Nel mondo del cinema, non è raro che un film riceva recensioni negative dalla critica, ma quello che sorprende è come a volte proprio questa negatività possa trasformarsi in un potente motore di successo al botteghino.
Non stiamo parlando di un film che, pur non essendo eccelso, riesce comunque a conquistare il pubblico per altri motivi. Parliamo di quei casi in cui una pioggia di critiche e polemiche alimenta un fenomeno che, paradossalmente, porta sempre più persone nelle sale. In questi casi, è proprio la disapprovazione generalizzata a fungere da trampolino per la sua fama.
La visibilità di un prodotto cinematografico non dipende solo dalla sua qualità intrinseca, ma anche da quanto ne se ne parli. Se un film viene ampiamente criticato dai giornali e sui social media, spesso scatta una reazione inaspettata nel pubblico: la curiosità di vedere “con i propri occhi” cosa ci sia di tanto brutto o discutibile.

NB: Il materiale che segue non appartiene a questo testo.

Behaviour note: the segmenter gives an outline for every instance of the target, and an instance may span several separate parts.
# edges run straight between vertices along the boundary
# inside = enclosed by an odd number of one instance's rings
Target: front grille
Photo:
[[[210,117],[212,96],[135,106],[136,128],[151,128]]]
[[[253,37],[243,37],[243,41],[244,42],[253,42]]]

Ogni recensione negativa diventa un invito velato a partecipare a un’esperienza collettiva, dove il principale obiettivo non è apprezzare la pellicola, ma trovare motivo per criticare. C’è quasi un desiderio di essere parte di una conversazione culturale globale, un po’ come assistere a un incontro di boxe dove i contendenti sono il pubblico e il film stesso. E, in effetti, i social diventano il ring dove ogni spettatore si sfida a dare il suo giudizio più spietato.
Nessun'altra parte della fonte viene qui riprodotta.